The piece is a portrait of Geronimo. This stone carving, done in Colorado
Yule Marble, was inspired by a photograph taken by Edward Curtis in Washington, DC
near the end of Geronimo’s life. Simply adorned by a bandana and wool blanket, Curtis
favored this image over his formal portrait of Geronimo in full ceremonial dress because
it was more representational of the person, his friend, in everyday life. I was intrigued by
his expression, his ancient looking face, the textures of the fabric and the folds of the
blanket, as well as by his story.
Having done many portraits in clay, for bronze, I wanted to try my hand at sculpting a
portrait in stone, and Geronimo is my first. I worked from a collection of photographs,
taken throughout his life, using the Curtis photo for composition.
About Dawn Hessel Record
I always wanted to be an artist but couldn’t afford the “starving” part. So I studied design and fine art. I spent over 30 years doing design work and loved it! Riding the wave of the industry’s technological revolution was thrilling. I was lucky to “grow up” with Macs and Photoshop—the most amazing tools I’ve ever used—and it just keeps getting better. Now I use these tools to do portrait sculpture.

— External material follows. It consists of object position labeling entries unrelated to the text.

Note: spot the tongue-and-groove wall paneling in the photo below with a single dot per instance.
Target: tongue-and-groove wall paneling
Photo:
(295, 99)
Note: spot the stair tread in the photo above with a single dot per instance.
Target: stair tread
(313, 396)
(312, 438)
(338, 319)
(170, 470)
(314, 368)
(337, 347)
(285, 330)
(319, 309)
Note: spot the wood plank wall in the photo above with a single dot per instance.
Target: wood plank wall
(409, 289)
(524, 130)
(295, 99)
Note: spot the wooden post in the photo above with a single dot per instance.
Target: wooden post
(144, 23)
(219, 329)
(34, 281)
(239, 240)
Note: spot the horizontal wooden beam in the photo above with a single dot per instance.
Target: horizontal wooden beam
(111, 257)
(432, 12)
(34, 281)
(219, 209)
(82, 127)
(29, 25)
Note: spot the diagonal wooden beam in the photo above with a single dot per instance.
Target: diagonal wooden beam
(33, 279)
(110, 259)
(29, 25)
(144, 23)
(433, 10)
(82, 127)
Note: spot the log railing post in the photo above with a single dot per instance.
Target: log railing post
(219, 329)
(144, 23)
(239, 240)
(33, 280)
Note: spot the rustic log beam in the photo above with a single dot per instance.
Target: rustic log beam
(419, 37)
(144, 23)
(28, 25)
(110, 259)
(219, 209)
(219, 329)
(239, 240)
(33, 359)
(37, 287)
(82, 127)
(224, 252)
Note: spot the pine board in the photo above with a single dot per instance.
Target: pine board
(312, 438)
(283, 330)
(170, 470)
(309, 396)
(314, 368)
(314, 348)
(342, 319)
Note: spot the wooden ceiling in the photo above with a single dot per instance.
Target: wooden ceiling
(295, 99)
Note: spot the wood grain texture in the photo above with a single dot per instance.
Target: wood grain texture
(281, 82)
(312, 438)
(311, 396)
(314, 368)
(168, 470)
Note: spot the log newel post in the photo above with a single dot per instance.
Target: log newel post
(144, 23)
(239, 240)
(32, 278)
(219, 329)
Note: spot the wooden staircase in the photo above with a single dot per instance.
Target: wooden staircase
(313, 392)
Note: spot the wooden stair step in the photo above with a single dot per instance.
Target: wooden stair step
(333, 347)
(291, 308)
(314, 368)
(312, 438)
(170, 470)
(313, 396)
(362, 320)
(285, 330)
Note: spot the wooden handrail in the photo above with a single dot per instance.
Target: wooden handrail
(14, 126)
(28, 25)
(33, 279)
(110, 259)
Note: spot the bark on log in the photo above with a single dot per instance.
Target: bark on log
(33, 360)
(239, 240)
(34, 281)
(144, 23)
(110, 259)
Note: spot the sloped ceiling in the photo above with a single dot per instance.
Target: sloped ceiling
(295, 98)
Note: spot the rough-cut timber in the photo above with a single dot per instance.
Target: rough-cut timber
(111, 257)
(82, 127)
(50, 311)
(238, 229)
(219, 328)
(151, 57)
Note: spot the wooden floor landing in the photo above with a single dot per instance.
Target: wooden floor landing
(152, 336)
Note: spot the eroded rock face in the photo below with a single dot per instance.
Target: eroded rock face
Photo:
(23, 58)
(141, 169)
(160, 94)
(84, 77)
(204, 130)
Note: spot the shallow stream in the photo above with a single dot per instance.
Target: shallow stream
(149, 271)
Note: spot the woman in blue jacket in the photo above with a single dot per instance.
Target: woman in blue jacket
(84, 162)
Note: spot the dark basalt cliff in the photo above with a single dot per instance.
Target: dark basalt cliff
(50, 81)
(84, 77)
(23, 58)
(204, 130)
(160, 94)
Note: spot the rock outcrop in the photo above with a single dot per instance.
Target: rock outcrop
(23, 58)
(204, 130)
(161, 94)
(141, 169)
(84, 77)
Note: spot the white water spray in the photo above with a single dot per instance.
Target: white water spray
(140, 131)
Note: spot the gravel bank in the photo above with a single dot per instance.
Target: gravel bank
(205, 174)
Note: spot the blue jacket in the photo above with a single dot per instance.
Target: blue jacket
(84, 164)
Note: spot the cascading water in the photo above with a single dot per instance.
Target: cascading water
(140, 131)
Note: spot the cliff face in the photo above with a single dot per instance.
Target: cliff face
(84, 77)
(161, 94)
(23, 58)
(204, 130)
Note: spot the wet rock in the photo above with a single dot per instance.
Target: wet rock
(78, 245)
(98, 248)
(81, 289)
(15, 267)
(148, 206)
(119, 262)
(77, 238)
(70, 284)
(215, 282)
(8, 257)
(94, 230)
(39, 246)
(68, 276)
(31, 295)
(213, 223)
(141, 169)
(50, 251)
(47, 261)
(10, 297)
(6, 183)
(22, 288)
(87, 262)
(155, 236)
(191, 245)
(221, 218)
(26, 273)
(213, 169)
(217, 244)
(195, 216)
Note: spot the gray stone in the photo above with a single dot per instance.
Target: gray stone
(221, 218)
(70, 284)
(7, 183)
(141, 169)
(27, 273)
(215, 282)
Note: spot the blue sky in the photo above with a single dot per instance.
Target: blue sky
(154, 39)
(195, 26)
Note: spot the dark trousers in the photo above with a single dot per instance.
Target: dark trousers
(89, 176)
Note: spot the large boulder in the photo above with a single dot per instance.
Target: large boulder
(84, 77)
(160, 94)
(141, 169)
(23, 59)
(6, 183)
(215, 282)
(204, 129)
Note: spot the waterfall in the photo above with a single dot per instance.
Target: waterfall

Doing creative work on a computer all day gave rise to my desire to create something tangible. I always enjoyed illustration and flat work in various mediums, but from the first moment I held a lump of clay in my hands I was hooked on sculpture. It wasn’t long before I got into figurative work, attended an in-depth workshop on sculpting the human head from models and quickly had a few commissions to do portraits. When I got the opportunity to do a life-size memorial of a beloved local character who died, I discovered that I had a talent for creating compelling three-dimensional likenesses from still and video images.
I am most inspired by the human form and facial expressions. I love faces and figures of every shape and kind. I find them all beautiful and unique. My aim in each piece is to capture the essence of a person and tell their story through movement and expression.
Stone sculpture is an exciting new medium for me. I attended a carving symposium in Marble, Colorado, where I met amazing people and discovered another wonderful medium and process for sculpting. I’ve been lucky to learn from some of the most talented sculptors in the country. Exploring abstract shapes while learning the art of reductive sculpting has been fascinating. My artistic style has evolved since beginning to carve stone. I’m anxious to sculpt some faces in stone.